Le 22 avril dernier, Bethesda a frappé fort en lâchant sans prévenir The Elder Scrolls IV: Oblivion Remastered. Si l’annonce était en réalité une demi-surprise à caise des fuites de ces dernières années, l’information a néanmoins enflammé internet et ravi les fans de RPG cultes. Mais elle a aussi eu des conséquences assez inattendues pour les studios indépendants qui lançaient leur jeu pendant la même période.
Quand Oblivion enterre les autres sorties

Jonas Antonsson, co-fondateur de Raw Fury, n’a pas caché sa frustration face à une situation qui illustre toute la difficulté de se faire une place dans l’industrie vidéoludique actuelle et alors qu’il n’y a jamais eu autant de jeux qui sortent sur le marché chaque jour.
Lorsqu’un mastodonte comme The Elder Scrolls IV : Oblivion Remastered débarque en shadowdrop, il aspire évidemment toute l’attention médiatique et communautaire, ce qu’a résumé Jonas Antonsson.
J’ai adoré (quand j’étais plus jeune) et j’adore toujours Oblivion, et je suis personnellement ravi de le voir prendre un nouveau souffle et d’être présenté à une toute nouvelle génération de joueurs.
Mais du point de vue des indépendants et des éditeurs indépendants, le problème avec ces sorties surprises massives, c’est que tout le reste est plus ou moins enterré. Nous n’avons ni l’argent ni les moyens de nous lancer, alors tout est soigneusement planifié. Y compris le moment de la sortie, en fonction des autres sorties, etc. pour essayer de maximiser les chances d’attirer l’attention.
Dilemme pour l’industrie : comment coexister avec les géants ?
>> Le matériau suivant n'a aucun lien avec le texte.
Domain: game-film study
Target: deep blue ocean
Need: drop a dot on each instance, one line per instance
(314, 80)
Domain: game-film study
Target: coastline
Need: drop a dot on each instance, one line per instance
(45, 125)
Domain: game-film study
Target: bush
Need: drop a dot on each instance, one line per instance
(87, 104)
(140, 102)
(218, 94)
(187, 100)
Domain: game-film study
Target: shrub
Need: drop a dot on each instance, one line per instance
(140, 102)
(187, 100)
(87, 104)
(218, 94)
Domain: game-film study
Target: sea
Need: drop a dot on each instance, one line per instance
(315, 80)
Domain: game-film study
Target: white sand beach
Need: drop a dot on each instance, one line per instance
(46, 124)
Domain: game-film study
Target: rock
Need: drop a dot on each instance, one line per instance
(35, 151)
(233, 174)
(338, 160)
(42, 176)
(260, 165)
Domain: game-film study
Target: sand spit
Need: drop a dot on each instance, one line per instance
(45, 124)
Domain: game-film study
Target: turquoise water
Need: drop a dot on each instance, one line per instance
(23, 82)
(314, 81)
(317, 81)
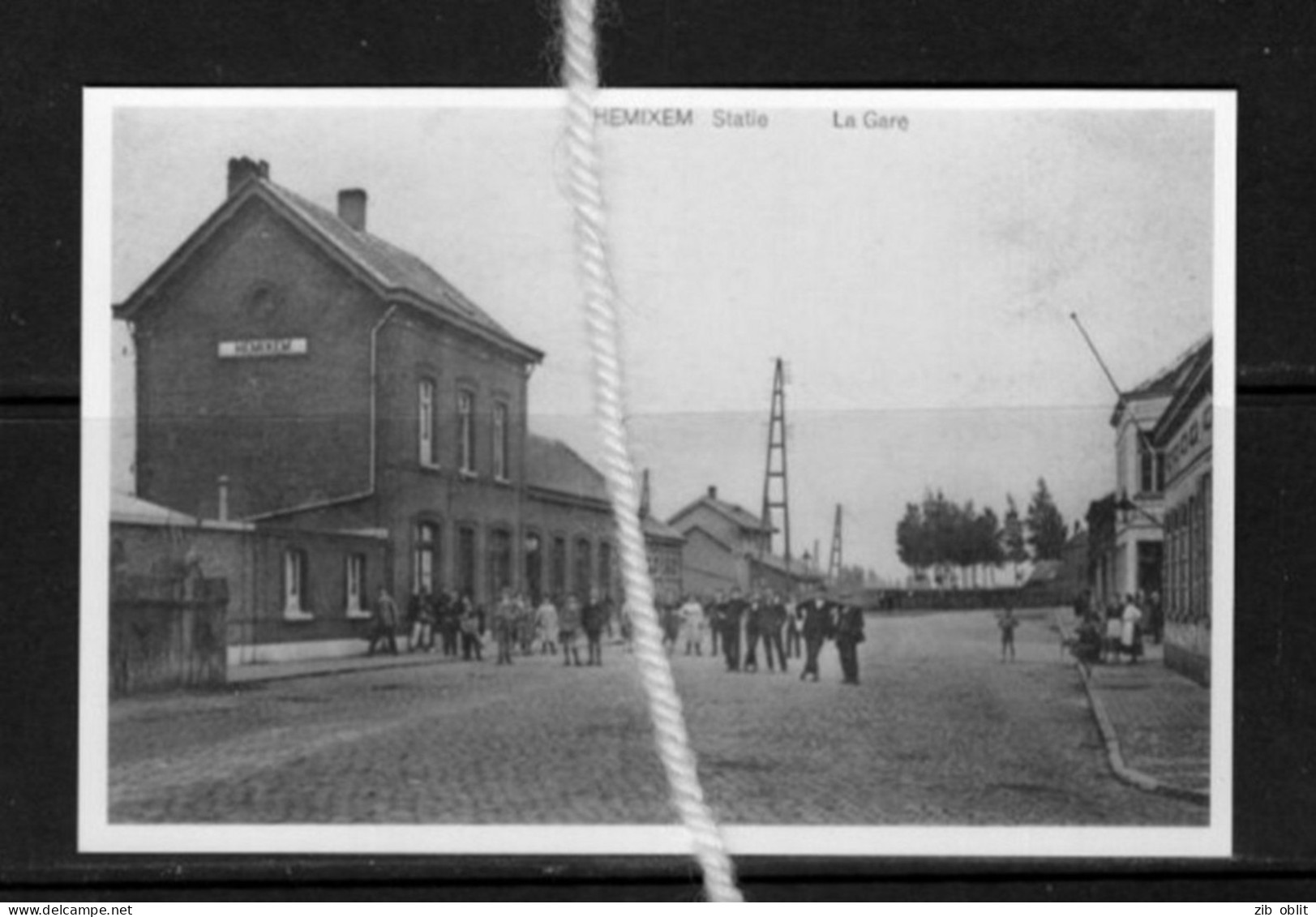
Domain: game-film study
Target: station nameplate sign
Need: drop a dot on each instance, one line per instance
(264, 348)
Cette situation met en lumière un problème plus large, la difficulté pour les petits éditeurs de se faire une place dans un marché dominé par les géants. D’un côté, les annonces surprises de grosses productions créent des moments importants pour et génèrent du buzz sur les réseaux. Mais de l’autre, elles écrasent forcément les efforts de communication et de marketing patiemment élaborés par les studios indépendants.
Une journée de visibilité perdue peut avoir des conséquences lourdes sur les ventes et, parfois, sur la viabilité même d’un projet. Si Bethesda et Microsoft peuvent se réjouir du succès de ce remaster (avec un excellent démarrage sur Steam et une omniprésence en ligne les heures qui ont suivi l’annonce), du côté des éditeurs indépendants, le ressenti est tout autre.
« J’aime le jeu qui est sorti, mais j’ai de la peine pour notre équipe et surtout pour le développeur avec lequel nous avons travaillé pendant des années et qui s’est investi corps et âme dans son jeu. »
Jonas Antonsson ne cache pas sa frustration et fait ici référence à la sortie de Post Trauma du 22 avril 2025, même date que le remaster d’Oblivion. Ce jour-là, l’éditeur avait posté un message sarcastique sur X : « Dieu merci, Post Trauma a été la seule sortie notable de la journée et il ne s’est rien passé d’autre ! »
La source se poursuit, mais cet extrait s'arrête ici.